Murray battled back from a set down to defeat Stan Wawrinka in the final of the European Open in Antwerp. The tournament was only the seventh singles draw he has played since undergoing a second hip operation. He has been troubled by the injury since 2017 and even admitted earlier this year that he was contemplating retiring from the sport due to persistent pain. Murray now plays with a metal rod in his hip joint

“Andy’s achievement was great,” Federer told reporters in Basel on Monday.
“I was a little bit torn, since he beat Stan (Wawrinka) in the final, but it was a great way for him to come back.”

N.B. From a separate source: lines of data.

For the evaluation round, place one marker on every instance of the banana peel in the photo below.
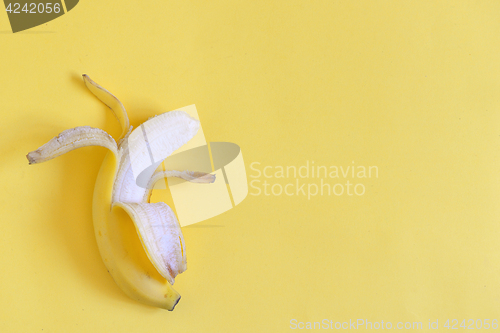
(120, 205)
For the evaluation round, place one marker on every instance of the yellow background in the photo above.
(409, 86)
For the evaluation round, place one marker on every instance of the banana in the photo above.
(143, 267)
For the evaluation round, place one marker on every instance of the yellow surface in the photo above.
(409, 86)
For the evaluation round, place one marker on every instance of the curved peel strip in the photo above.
(146, 147)
(160, 235)
(111, 101)
(74, 138)
(190, 176)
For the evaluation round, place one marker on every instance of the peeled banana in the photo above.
(145, 276)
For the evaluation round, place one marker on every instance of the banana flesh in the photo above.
(144, 275)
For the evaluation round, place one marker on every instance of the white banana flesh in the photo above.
(143, 275)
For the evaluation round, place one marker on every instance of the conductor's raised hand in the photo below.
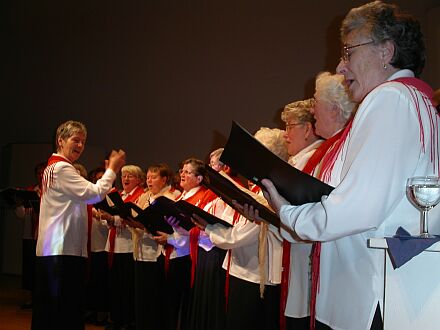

Federer has paid tribute to Murray’s perseverance throughout his return to competitive tennis. The Brit started his comeback in June by playing only in doubles tournaments before making the switch to singles in August at the Winston Salem Open. He has now won nine out of his past 12 matches.

“He’s been playing to try and get close to his old level,” the world No.3 commented.
“It’s nice to see Andy healthy again. I remember in the locker room of the Australian Open.’
“It was very confusing for him and for all of us. I’m extremely happy for him.”

The two have clashed 25 times on the ATP Tour since 2005. It is Federer who leads their head-to-head 14-11 and has won their five most recent meetings. However, it is their encounter in the final of the 2012 Olympic Games that he particularly remembers.

“Last time I didn’t feel I had the crowd fully behind me was probably back in 2012 in London at the Olympics against Murray.“ He said.

In that encounter it was Murray who prevailed after losing to his Swiss rival just weeks beforehand in the Wimbledon final. Murray is the only man in history to win two consecutive Olympic men’s singles titles.

Federer is currently competing in the Swiss Indoors, where he is bidding to win a record 10th title. He kicked-off his campaign on Saturday with an emphatic straight-sets win over Peter Gojowczyk. The match was Federer’s 1500th on the tour.

In the second round, Federer will play either Dusan Lajovic and Radu Albot.